Открытое раздолье осени
Каждому старшекласснику ответ на вопрос, почему А. С. Пушкин любил осень, казалось бы, давно известен: в эту пору года он чувствовал себя легко и радостно, переживал творческий подъём. О своём эмоциональном состоянии и о том, как в его душе пробуждается поэзия, Александр Сергеевич и рассказал в стихотворении “Осень (Отрывок)”.
Однако по законам логики ответ нельзя считать окончательным до тех пор, пока остаётся возможность вопроса: почему? Да, поэт чувствовал себя прекрасно, да, переживал прилив творческих сил – но почему? Ведь не потому же, что любил пышное природы увяданье или что здоровью его был полезен русский холод? В таком духе можно говорить о стихах-аллегориях М. В. Ломоносова или о стихах-картинах Г. Р. Державина. У последнего есть, например, стихотворение “Лето”, в котором делаются упрёки поэту И. И. Дмитриеву в том, что он, утомлённый летним изобилием, забыл о творчестве.
Пушкин 1833 года – убеждённый реалист. Пафос реализма – анализ. Поэт в “Осени” не демонстрировал, а анализировал феномен своего осеннего творчества, то есть искал и объяснял его причину.
Эпиграфом к стихотворению взяты державинские слова “Чего в мой дремлющий тогда не входит ум?” Пушкин как будто вторил Державину, на самом же деле говорил совсем о другом и уж во всяком случае не о дремлющем уме. Точно так же он поступил ранее в рассказе-новелле “Гробовщик”. Эпиграф “Не зрим ли каждый день гробов, седин дряхлеющей вселенной?” имел в виду не неизбежность смерти и не профессию главного героя, а выражал историческую концепцию автора, который наступление века торгаша считал нравственным регрессом общества; новые общественные отношения, выразителем которых был Адриян Прохоров, – знак дряхления вселенной.
Начинается стихотворение вроде бы в державинском ключе. В первой строфе – картина осени и образ соседа, поспешающего “в отъезжие поля с охотою своей”. Здесь действительно преобладает изобразительное начало. Но вторая строфа начинается со знаменательного сигнала: “Теперь моя пора...” “Моя” – это значит Пушкина – обыкновенного человека и Пушкина-поэта. И прежде всего поэта, героя стихотворения. Отношение к осени у поэта глубоко личное, почти интимное – “моя пора”.

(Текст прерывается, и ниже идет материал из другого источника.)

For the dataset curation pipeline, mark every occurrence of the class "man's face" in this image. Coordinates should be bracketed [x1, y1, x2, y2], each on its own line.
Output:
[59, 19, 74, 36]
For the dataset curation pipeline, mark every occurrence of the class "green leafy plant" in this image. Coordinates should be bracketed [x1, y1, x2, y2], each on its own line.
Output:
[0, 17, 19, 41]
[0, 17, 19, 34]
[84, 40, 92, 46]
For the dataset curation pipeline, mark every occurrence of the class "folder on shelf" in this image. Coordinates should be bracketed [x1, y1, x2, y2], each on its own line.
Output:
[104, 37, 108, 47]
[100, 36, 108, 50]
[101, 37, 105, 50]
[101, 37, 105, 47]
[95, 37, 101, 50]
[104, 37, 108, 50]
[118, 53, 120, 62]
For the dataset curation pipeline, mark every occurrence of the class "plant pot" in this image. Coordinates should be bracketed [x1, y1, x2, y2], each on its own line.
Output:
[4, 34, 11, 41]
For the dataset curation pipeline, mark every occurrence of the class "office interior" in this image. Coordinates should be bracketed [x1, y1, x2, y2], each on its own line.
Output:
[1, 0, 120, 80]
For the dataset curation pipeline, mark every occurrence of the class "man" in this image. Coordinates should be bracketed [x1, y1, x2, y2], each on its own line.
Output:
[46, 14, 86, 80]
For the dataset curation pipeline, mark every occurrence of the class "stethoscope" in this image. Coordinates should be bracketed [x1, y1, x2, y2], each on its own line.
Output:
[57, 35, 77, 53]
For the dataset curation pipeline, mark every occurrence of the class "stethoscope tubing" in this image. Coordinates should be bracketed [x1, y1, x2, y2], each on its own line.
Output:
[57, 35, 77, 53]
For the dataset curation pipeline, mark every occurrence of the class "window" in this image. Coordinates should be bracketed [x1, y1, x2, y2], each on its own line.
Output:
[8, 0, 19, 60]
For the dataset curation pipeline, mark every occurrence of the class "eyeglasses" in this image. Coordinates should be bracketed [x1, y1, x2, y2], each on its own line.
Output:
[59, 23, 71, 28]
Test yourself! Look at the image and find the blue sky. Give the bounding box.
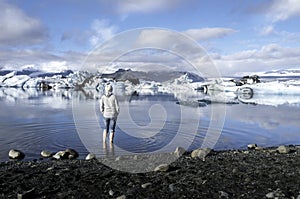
[1,0,300,75]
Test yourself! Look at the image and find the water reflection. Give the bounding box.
[0,87,300,161]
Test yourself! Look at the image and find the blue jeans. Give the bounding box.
[105,117,117,132]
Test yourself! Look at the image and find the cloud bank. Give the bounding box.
[183,28,237,41]
[0,1,47,46]
[267,0,300,22]
[115,0,182,15]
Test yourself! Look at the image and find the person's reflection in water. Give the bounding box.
[103,141,115,157]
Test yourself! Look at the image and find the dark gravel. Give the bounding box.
[1,146,300,199]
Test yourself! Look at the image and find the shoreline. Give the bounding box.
[1,145,300,198]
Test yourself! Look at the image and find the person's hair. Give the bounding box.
[105,84,113,92]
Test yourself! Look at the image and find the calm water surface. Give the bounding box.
[1,88,300,161]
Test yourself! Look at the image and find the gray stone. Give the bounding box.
[219,191,229,199]
[197,148,212,161]
[65,148,79,159]
[8,149,25,160]
[40,150,52,158]
[277,145,290,154]
[108,189,114,196]
[169,184,175,192]
[255,146,264,150]
[141,182,152,188]
[116,156,121,161]
[191,149,200,158]
[174,147,186,157]
[266,191,274,198]
[46,166,54,171]
[266,189,285,198]
[52,149,79,160]
[116,195,126,199]
[154,164,169,172]
[297,194,300,199]
[85,153,96,160]
[52,151,68,160]
[247,143,257,150]
[191,148,211,161]
[17,188,35,199]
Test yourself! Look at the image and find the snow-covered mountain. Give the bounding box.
[255,69,300,77]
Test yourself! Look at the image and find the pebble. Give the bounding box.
[85,153,96,160]
[191,148,212,160]
[108,189,114,196]
[191,149,200,158]
[52,149,79,160]
[255,146,264,150]
[141,182,152,189]
[174,147,186,157]
[219,191,229,199]
[265,189,285,198]
[116,194,126,199]
[17,188,35,199]
[276,145,290,154]
[297,194,300,199]
[65,148,79,159]
[40,150,53,158]
[169,184,175,192]
[52,151,67,160]
[154,164,169,172]
[116,156,121,161]
[8,149,25,160]
[197,148,212,161]
[247,144,257,150]
[46,166,55,171]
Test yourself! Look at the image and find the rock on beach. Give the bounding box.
[154,164,169,172]
[8,149,25,160]
[40,150,53,158]
[174,147,186,157]
[276,145,290,154]
[52,149,79,160]
[191,148,212,161]
[85,153,96,160]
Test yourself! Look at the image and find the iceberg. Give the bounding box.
[2,75,31,87]
[1,68,300,108]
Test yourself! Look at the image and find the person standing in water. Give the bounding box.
[100,83,119,143]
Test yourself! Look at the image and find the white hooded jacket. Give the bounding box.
[100,85,119,118]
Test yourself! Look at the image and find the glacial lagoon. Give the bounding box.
[1,87,300,161]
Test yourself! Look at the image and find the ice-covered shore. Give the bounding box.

Чтобы быть лучше понятым, поэт сначала объясняет, почему он не любит весну, зиму и лето; объяснение выдержано в шутливом тоне, но сквозь шутку просвечивают серьёзные заявления. Рассматривая их, необходимо помнить, что в стихотворении речь идёт не об отношении героя к временам года, а об их (то есть героя и времён года) взаимоотношениях, анализируются реакции героя на “обстоятельства” весны, зимы, лета и осени (условно говоря, рассматриваются ситуации весны, зимы, лета, осени). Надо понять содержание ситуаций, их сходство и различие. Поскольку речь идёт о реакции одного героя, то закономерно ожидать, что рассматриваются они с одной точки зрения и сравниваются по одному признаку.
Свою точку зрения герой не пытается каким-либо образом завуалировать, его слова точны и конкретны. О весне сказано:
...я не люблю весны; Скучна мне оттепель; вонь, грязь – весной я болен; Кровь бродит; чувства, ум тоскою стеснены...

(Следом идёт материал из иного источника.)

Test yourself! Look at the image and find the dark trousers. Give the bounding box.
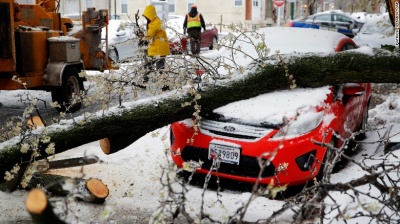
[187,29,201,55]
[143,57,166,82]
[146,57,165,69]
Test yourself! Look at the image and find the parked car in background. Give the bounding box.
[166,18,219,54]
[169,27,370,187]
[353,15,395,48]
[102,20,140,62]
[289,10,364,37]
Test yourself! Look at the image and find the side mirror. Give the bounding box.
[341,83,365,106]
[342,83,365,97]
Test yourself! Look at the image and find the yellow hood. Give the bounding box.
[143,5,156,21]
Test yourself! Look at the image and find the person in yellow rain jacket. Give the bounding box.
[139,5,170,90]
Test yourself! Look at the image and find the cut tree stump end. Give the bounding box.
[99,138,110,154]
[86,178,109,199]
[25,188,47,214]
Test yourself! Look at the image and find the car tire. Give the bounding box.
[209,37,217,50]
[109,47,119,63]
[355,101,369,140]
[316,138,337,182]
[51,67,84,113]
[185,40,191,54]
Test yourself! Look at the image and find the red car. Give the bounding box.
[169,28,371,187]
[166,18,218,54]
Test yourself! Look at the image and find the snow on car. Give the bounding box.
[353,14,395,49]
[102,20,141,62]
[169,27,371,187]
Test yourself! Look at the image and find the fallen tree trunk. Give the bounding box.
[1,50,400,186]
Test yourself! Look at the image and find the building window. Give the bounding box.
[253,0,258,7]
[121,0,127,13]
[188,0,195,11]
[169,0,175,13]
[234,0,243,6]
[86,0,93,7]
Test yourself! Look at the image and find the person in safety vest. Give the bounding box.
[139,5,170,90]
[183,4,206,55]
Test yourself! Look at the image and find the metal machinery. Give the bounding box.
[0,0,111,112]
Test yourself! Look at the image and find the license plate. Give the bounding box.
[208,143,241,165]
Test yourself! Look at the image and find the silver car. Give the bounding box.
[353,15,395,49]
[102,20,142,63]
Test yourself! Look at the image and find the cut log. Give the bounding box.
[25,188,67,224]
[1,50,400,187]
[26,173,109,203]
[99,135,136,154]
[27,116,45,130]
[81,178,109,203]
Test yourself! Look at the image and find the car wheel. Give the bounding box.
[355,102,369,140]
[51,67,84,113]
[185,40,191,54]
[209,37,217,50]
[316,138,337,182]
[109,48,119,62]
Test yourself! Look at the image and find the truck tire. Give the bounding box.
[209,37,217,50]
[51,67,84,112]
[109,48,119,63]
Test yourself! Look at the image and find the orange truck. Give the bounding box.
[0,0,112,112]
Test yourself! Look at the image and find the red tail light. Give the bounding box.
[289,21,293,27]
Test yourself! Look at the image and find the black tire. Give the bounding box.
[355,102,369,140]
[209,37,217,50]
[109,47,119,63]
[316,138,337,181]
[51,67,84,113]
[185,39,191,54]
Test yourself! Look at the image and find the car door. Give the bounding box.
[332,14,354,37]
[312,14,332,30]
[200,23,216,48]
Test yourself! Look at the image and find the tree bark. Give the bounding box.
[1,50,400,187]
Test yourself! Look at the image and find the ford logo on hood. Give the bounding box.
[223,126,236,132]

Как известно, поэты обычно рифмуют важные по смыслу слова. Здесь зарифмованы весны–стеснены. Стеснять – значит угнетать, препятствовать; если же речь идёт о человеке, то – неволить, принуждать, лишать свободы действия. В стихотворении сказано, что весна (весна в данном случае участник ситуации, действующий “персонаж”) стесняет чувства и ум героя, следовательно, препятствует его духовной деятельности. Как поэт он не может творить в полную меру своих возможностей.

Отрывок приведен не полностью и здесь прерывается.